Gallogly became the chief executive officer of LyondellBasell in Houston, Texas in 2009, succeeding Volker Trautz as part of a reorganization following U.S. bankruptcy court proceedings. Gallogly guided the company out of Chapter 11 bankruptcy and successfully repositioned it as one of the world's largest refining companies and makers of polymers and petrochemicals.

Gallogly formally retired as CEO of LyondellBasell in January 2015. As of February 5, 2015, he was appointed as a director of DuPont

Gallogly formerly served on the Board of Directors for Continental Resources. He also served on the University Cancer Foundation Board of Visitors at the University of Texas M. D. Anderson Cancer Center, Houston.

On March 26, 2018, the Board of Regents of the University of Oklahoma formally announced that Gallogly would be serving in the capacity of OU's presidency following the retirement of David L. Boren.
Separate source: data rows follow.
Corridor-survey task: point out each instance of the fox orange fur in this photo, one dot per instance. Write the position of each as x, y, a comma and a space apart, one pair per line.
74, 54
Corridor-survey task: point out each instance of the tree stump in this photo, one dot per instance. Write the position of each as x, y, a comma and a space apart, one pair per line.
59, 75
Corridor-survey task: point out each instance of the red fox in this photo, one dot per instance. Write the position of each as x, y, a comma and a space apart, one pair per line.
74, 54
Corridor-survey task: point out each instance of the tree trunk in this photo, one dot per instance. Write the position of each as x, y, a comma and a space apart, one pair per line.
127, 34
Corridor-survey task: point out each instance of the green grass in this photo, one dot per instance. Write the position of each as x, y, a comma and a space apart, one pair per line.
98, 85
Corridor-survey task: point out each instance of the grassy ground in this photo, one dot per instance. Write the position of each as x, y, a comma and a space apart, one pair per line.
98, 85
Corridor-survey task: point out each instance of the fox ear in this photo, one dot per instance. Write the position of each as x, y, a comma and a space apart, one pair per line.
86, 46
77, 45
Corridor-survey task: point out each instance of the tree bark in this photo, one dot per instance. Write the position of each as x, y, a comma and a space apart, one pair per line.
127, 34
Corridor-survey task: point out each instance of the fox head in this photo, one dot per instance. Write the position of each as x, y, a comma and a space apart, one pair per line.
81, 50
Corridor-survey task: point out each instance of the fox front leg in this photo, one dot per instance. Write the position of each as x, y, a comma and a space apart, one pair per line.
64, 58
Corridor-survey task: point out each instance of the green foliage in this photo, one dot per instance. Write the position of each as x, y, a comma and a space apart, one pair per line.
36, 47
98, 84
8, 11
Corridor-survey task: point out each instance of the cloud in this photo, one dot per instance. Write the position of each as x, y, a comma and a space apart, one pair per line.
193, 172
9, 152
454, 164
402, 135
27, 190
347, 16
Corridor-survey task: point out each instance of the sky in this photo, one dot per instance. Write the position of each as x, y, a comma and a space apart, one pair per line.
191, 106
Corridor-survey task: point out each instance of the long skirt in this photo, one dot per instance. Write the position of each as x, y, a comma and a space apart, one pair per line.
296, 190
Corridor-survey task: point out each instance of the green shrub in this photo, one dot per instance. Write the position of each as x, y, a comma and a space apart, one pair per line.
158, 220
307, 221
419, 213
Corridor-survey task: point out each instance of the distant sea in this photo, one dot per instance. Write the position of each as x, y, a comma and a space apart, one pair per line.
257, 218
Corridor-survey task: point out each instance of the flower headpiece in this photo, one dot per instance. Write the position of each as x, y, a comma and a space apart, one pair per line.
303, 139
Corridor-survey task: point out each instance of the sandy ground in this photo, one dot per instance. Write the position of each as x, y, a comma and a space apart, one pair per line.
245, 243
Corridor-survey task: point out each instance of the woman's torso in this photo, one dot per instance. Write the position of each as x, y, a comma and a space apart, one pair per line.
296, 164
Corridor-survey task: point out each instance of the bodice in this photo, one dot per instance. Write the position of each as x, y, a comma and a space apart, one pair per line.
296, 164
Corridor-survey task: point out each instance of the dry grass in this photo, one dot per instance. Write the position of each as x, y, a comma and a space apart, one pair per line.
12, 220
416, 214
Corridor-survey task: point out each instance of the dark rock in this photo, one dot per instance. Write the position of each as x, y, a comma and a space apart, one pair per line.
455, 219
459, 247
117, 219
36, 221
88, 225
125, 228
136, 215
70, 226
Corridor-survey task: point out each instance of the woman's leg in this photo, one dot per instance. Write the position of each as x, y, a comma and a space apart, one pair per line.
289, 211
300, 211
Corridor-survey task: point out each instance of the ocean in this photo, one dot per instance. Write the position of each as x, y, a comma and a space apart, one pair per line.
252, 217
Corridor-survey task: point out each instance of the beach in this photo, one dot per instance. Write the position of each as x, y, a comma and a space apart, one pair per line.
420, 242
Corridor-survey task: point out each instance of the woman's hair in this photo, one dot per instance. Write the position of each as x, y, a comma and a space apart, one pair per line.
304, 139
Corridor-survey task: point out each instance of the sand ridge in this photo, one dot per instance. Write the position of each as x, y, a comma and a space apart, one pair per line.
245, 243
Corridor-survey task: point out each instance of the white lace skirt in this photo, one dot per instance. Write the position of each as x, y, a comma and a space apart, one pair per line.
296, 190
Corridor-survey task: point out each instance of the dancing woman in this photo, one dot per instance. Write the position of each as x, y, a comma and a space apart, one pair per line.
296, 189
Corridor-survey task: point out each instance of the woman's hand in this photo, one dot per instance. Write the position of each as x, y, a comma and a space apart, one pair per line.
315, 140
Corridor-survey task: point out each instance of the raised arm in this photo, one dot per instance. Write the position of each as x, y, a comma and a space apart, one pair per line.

The selection process in which he was chosen as Boren's successor came under fire for its secrecy. After less than a year—a brief 9 months and 2 weeks—as president, Gallogly announced his retirement on May 12, 2019.

==Awards==
- Petrochemical Heritage Award (2015)
- ICIS Kavaler Award (2014)
- Honorary Doctorate of Science, University of Colorado Colorado Springs (2012)
- Communication Leadership Award (2011) from the Houston chapter of the International Association of Business Communicators

==Philanthropy==
On behalf of the Gallogly Family Foundation, James and Janet Gallogly pledged to donate $1M to the University of Colorado, supporting creation of the Gallogly Events Center. The center is named in honor of father Tommy M. Gallogly, a non-traditional adult student who earned bachelor's (1970) and master's degrees (1973) in education at UCCS. Formally dedicated in 2010, the building has been awarded Leadership in Energy and Environmental Design (LEED) Gold certification.